For any $x \in X$, define the set $\mathcal{F}(X) = \overline{\operatorname{span} \{ \delta_x : x \in X \}}$ where $\delta_x(f)=f(x)$ for all $f \in$ $\operatorname{Lip}_0(X)$.
The set $\operatorname{Lip}_0(X)$ is the set of all real-valued Lipschitz functions which vanish at $0$.
Note that $\delta_x$ is an evaluation functional on $\operatorname{Lip}_0(X)$ and dual space of $\mathcal{F}(X)$ is $Lip_0(X)$.

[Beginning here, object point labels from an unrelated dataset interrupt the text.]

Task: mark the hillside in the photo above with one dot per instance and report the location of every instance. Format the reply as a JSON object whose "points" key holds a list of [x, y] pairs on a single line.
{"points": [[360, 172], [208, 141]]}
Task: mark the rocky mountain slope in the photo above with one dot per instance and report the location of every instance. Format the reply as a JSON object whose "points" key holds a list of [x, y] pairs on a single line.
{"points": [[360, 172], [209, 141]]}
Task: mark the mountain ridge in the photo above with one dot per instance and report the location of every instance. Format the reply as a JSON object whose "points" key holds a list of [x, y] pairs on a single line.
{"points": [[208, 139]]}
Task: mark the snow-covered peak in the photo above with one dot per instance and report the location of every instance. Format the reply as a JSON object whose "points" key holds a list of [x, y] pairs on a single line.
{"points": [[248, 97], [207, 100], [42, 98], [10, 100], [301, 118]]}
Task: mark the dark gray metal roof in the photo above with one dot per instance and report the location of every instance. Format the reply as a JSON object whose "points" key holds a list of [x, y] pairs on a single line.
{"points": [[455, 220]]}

In the proof of theorem $7$, which states that $\mathcal{F}([0,1])$ is not linearly isomorphic to $L_1(\mu)$ for every measure $\mu$, the author states the following:
If there is a measure $\mu$ with $\mathcal{F}([0,1])$ linearly isomorphic to a subspace of $L_1(\mu)$, then there is a continuous linear mapping from $L_{\infty}(\mu)$ onto $Lip_0([0,1])$. Since $L_{\infty}(\mu)$ is a commutative C$^*$-algebra, there exists a compact Hausdorff space $K$ such that $L_{\infty}(\mu)$ is isometric to $C(K)$.
Question: How to prove the above two statements?
For first statement, I think we use adjoint mapping, but I don't know how to apply it here. For the second, it resembles the Stone-Weierstrass theorem.